Mysterious "Havana Syndrome" continues to baffle health experts

The mysterious illness labelled “Havana Syndrome” has affected U.S. diplomats around the world and health experts are still unable to find an explanation.
The CIA’s preliminary report has concluded that the strange symptoms suffered by U.S. diplomats in different embassies around the world, collectively known as “Havana Syndrome”, are not the result of an attack by Russia or another foreign power.
The report, published in several newspapers in the United States, indicates that most of the cases (around 1,000) could be explained by medical or environmental causes. However, the investigation is not yet finished, as around two dozen cases are inexplicable.
The director of the CEO, William J. Burns, told The New York Times that the diplomats affected had experienced real symptoms and that the CIA was studying the issue with “analytic rigor, sound tradecraft and compassion”.
Officials from the CIA explained that the two dozen inexplicable cases will offer the best evidence as to whether the symptoms suffered by diplomats in Havana, Vienna and other cities were due to an attack from a foreign power.
The first cases of “Havana Syndrome” were recorded at the U.S. embassy in the capital of Cuba in 2016, when several diplomats and employees of the embassy reported suddenly feeling unwell, with dizziness, vomiting, fatigue and severe headaches. Some claimed that before they began to feel unwell, they heard a sharp, piercing whistle noise.
It was initially thought that the mysterious symptoms could be caused by a microwave attack that the U.S. authorities defined as “sonic attacks”, a type of technology that Russia allegedly could have developed.
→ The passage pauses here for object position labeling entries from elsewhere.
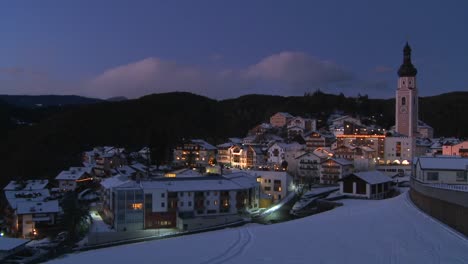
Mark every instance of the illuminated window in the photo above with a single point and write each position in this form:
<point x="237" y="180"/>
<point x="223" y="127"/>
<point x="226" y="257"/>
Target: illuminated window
<point x="137" y="206"/>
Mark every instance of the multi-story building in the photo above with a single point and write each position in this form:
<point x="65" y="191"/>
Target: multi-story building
<point x="194" y="153"/>
<point x="441" y="170"/>
<point x="331" y="170"/>
<point x="406" y="110"/>
<point x="460" y="149"/>
<point x="399" y="150"/>
<point x="308" y="168"/>
<point x="280" y="119"/>
<point x="424" y="130"/>
<point x="275" y="185"/>
<point x="69" y="180"/>
<point x="279" y="153"/>
<point x="30" y="207"/>
<point x="298" y="126"/>
<point x="185" y="203"/>
<point x="317" y="139"/>
<point x="375" y="142"/>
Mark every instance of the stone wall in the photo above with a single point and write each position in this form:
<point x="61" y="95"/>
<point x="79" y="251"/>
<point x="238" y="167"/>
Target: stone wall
<point x="448" y="206"/>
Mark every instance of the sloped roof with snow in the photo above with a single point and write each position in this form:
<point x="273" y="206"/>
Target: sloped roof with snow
<point x="8" y="243"/>
<point x="443" y="163"/>
<point x="287" y="115"/>
<point x="29" y="185"/>
<point x="73" y="174"/>
<point x="206" y="183"/>
<point x="38" y="207"/>
<point x="372" y="177"/>
<point x="204" y="144"/>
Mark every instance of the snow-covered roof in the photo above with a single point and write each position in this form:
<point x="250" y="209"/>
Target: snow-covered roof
<point x="306" y="154"/>
<point x="29" y="185"/>
<point x="343" y="162"/>
<point x="9" y="243"/>
<point x="225" y="145"/>
<point x="421" y="124"/>
<point x="287" y="115"/>
<point x="206" y="183"/>
<point x="443" y="163"/>
<point x="74" y="173"/>
<point x="288" y="146"/>
<point x="372" y="177"/>
<point x="235" y="140"/>
<point x="125" y="170"/>
<point x="15" y="197"/>
<point x="185" y="173"/>
<point x="31" y="207"/>
<point x="114" y="181"/>
<point x="139" y="167"/>
<point x="203" y="144"/>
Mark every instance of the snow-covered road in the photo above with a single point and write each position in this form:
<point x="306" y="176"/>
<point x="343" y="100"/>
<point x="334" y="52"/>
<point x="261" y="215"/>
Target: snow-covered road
<point x="362" y="231"/>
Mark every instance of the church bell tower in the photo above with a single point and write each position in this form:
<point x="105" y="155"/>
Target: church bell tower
<point x="406" y="115"/>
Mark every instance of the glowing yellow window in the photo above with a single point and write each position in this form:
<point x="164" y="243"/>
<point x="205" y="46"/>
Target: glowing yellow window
<point x="137" y="206"/>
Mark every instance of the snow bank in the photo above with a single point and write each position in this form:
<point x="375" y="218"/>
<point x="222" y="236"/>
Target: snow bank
<point x="361" y="231"/>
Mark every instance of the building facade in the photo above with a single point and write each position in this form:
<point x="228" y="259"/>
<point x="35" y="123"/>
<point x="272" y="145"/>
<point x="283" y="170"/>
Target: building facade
<point x="406" y="112"/>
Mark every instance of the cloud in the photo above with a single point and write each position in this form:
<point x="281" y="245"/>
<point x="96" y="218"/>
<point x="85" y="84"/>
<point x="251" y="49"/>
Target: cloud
<point x="299" y="70"/>
<point x="383" y="69"/>
<point x="12" y="70"/>
<point x="153" y="75"/>
<point x="286" y="73"/>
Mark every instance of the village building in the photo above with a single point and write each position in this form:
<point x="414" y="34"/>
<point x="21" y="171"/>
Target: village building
<point x="369" y="184"/>
<point x="308" y="168"/>
<point x="441" y="170"/>
<point x="280" y="119"/>
<point x="10" y="246"/>
<point x="280" y="153"/>
<point x="315" y="139"/>
<point x="30" y="207"/>
<point x="183" y="203"/>
<point x="69" y="180"/>
<point x="274" y="185"/>
<point x="194" y="153"/>
<point x="331" y="170"/>
<point x="459" y="149"/>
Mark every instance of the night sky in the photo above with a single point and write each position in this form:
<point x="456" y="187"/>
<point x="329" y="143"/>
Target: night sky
<point x="224" y="49"/>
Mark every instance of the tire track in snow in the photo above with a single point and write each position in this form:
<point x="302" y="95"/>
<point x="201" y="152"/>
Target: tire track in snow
<point x="243" y="247"/>
<point x="236" y="249"/>
<point x="232" y="247"/>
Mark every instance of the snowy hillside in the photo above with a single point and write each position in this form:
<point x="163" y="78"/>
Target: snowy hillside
<point x="362" y="231"/>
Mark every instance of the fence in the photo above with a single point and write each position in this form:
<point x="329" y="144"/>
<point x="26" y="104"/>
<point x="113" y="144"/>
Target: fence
<point x="448" y="205"/>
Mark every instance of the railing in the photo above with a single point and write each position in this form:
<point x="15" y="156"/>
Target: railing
<point x="463" y="188"/>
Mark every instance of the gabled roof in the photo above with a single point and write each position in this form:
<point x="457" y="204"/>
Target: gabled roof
<point x="29" y="185"/>
<point x="38" y="207"/>
<point x="307" y="153"/>
<point x="8" y="243"/>
<point x="203" y="144"/>
<point x="442" y="163"/>
<point x="287" y="115"/>
<point x="342" y="162"/>
<point x="73" y="174"/>
<point x="371" y="177"/>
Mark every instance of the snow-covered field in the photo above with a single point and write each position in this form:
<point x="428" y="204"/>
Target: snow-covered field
<point x="362" y="231"/>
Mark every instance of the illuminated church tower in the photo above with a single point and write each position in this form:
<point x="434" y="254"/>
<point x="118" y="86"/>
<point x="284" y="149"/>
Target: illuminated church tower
<point x="406" y="115"/>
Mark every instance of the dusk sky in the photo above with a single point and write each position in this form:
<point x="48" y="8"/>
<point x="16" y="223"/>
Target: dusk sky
<point x="224" y="49"/>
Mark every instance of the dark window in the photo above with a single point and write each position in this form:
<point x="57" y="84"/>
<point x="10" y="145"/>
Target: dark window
<point x="433" y="176"/>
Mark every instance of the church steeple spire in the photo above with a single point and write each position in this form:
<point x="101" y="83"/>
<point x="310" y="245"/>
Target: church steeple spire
<point x="407" y="69"/>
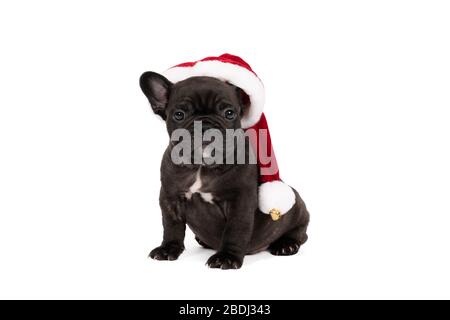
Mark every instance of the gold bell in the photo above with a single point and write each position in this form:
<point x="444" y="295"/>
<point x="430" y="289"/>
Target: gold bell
<point x="275" y="214"/>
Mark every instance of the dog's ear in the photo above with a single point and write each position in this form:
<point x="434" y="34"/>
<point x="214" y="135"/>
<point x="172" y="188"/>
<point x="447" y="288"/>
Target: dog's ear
<point x="157" y="89"/>
<point x="244" y="100"/>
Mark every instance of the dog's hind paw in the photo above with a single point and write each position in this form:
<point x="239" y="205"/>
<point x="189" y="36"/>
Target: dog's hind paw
<point x="166" y="252"/>
<point x="284" y="247"/>
<point x="223" y="260"/>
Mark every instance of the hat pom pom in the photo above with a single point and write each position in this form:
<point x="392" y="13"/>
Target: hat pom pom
<point x="275" y="196"/>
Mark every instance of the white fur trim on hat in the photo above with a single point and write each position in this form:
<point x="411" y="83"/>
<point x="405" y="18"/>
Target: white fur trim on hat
<point x="232" y="73"/>
<point x="275" y="195"/>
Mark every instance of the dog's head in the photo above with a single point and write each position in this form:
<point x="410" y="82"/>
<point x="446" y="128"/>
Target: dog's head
<point x="214" y="103"/>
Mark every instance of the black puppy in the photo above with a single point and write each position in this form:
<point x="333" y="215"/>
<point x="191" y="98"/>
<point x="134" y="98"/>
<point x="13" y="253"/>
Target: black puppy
<point x="218" y="202"/>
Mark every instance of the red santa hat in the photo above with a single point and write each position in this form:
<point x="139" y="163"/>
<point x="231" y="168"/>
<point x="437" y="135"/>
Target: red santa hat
<point x="275" y="197"/>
The incident was repeated on a lesser scale at other embassies and on a larger scale in 2021 in Vienna. In addition to Cuba, Russia and China were also accused of being behind the attacks.
One of the victims who had been affected in Havana in 2016 and who preferred to remain anonymous told The New York Times that the government had made a mistake by encouraging embassy staff to report new episodes of symptoms that were possibly related to a “sonic attack”, as the power of suggestion led many to believe that they had suffered from “Havana Syndrome” when there were actually medical or environmental causes.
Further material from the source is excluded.